Each year, by February 15, each domestic insurer is required to submit to the Commissioner a written certification of compliance with the NAIC Model. Note that, unlike the NYDFS Cybersecurity Regulation, this requirement applies only to insurers, and not to other Licensees.
The NAIC Model includes certain, specific requirements in connection with a Cybersecurity Event, including specific requirements for investigations and a requirement to notify the Commissioner within 72 hours of determining that certain Cybersecurity Events have occurred. “Cybersecurity Event” is defined by the NAIC Model to mean an event resulting in unauthorized access to, disruption or misuse of an Information System or information stored on an Information System, other than (i) encrypted information (unless the security of the encryption is also jeopardized), or (ii) where the Licensee determines that the Nonpublic Information affected by the Cybersecurity Event has not been used or released, or has been returned or destroyed.
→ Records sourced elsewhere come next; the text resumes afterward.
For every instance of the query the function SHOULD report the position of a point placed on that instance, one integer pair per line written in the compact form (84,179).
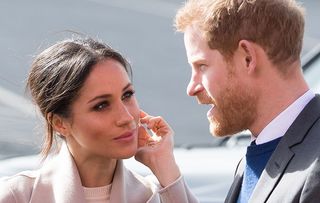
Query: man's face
(216,82)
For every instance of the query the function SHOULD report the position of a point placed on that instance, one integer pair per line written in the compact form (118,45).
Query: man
(244,56)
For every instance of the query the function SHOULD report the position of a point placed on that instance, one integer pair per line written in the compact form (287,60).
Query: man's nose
(194,86)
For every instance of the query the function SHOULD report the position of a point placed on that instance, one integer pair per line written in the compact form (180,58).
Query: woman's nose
(124,116)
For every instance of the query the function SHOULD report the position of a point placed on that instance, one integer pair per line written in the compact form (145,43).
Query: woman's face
(105,115)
Licensees are required to investigate potential Cybersecurity Events promptly. At a minimum, the investigation by the Licensee or its outside vendor is required to determine the following facts to the extent possible:
Once a Cybersecurity Event has been determined, the Licensee must provide notice (i) to the Commissioner of the department regulating insurance in the Licensee’s state of domicile or home state; or (ii) to the Commissioner of another state if the Licensee reasonably believes that the Cybersecurity Event affects the nonpublic information of 250 or more consumers residing in the state and either (a) requires notice to a government agency, or (b) has a reasonable likelihood of materially harming any consumer in the state, or any material part of the normal operations of the Licensee.
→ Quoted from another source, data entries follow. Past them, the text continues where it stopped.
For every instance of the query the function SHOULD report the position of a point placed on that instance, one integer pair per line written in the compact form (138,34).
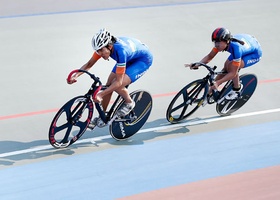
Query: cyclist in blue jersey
(133,59)
(244,50)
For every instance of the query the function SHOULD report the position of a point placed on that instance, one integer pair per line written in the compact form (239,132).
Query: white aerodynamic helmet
(101,39)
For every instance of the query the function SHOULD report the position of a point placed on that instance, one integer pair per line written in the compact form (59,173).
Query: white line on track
(189,123)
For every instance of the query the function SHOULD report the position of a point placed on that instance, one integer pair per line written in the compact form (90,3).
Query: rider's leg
(235,80)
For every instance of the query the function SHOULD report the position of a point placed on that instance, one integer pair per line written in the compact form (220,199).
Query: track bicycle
(195,94)
(74,117)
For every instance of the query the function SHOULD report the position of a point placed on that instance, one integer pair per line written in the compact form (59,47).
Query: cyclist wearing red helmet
(244,51)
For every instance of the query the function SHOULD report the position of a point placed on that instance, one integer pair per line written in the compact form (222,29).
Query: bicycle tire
(124,128)
(70,122)
(189,98)
(227,107)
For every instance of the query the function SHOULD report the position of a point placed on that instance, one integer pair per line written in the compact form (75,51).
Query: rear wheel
(187,101)
(226,107)
(125,127)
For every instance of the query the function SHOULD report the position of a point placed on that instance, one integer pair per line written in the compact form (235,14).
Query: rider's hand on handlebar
(192,66)
(71,80)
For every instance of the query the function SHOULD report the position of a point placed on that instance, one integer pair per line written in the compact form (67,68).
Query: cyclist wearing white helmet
(244,51)
(133,59)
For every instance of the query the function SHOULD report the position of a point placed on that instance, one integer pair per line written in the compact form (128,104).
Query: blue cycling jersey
(250,52)
(132,57)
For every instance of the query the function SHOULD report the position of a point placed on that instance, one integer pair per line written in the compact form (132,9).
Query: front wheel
(187,101)
(226,107)
(125,127)
(70,122)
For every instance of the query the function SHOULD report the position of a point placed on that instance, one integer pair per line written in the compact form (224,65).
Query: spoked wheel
(123,128)
(187,101)
(226,107)
(70,122)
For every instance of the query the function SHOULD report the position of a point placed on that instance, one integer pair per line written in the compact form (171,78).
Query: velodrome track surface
(207,157)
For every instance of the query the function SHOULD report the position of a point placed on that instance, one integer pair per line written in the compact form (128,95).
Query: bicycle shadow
(13,151)
(23,151)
The notice must provide as much information concerning the Cybersecurity Event as possible, and the Model law includes thirteen specific data points to be provided in the notification. While there is no independent obligation under the NAIC Model to notify consumers, the Licensee is required to comply with applicable state breach notification laws, and to provide the copy of such notices to the Commissioners of the implicated states. As for Cybersecurity Events involving Third Party Service Providers, the NAIC Model requires Licensees to treat such events as their own, provided that the obligation to investigate and provide notice can be delegated by agreement between the Licensee and the Third Party Service Provider.
The Model Law also specifically provides that the reinsurers must provide notice to insurers of Cybersecurity Events.
Similarly, insurers are required to notify producers of record of Cybersecurity Events.
The NAIC Model provides that information provided to the department pursuant to the NAIC Model is confidential and privileged, and not subject to Freedom of Information Act and other similar requests, to subpoena, or to discovery in a civil case.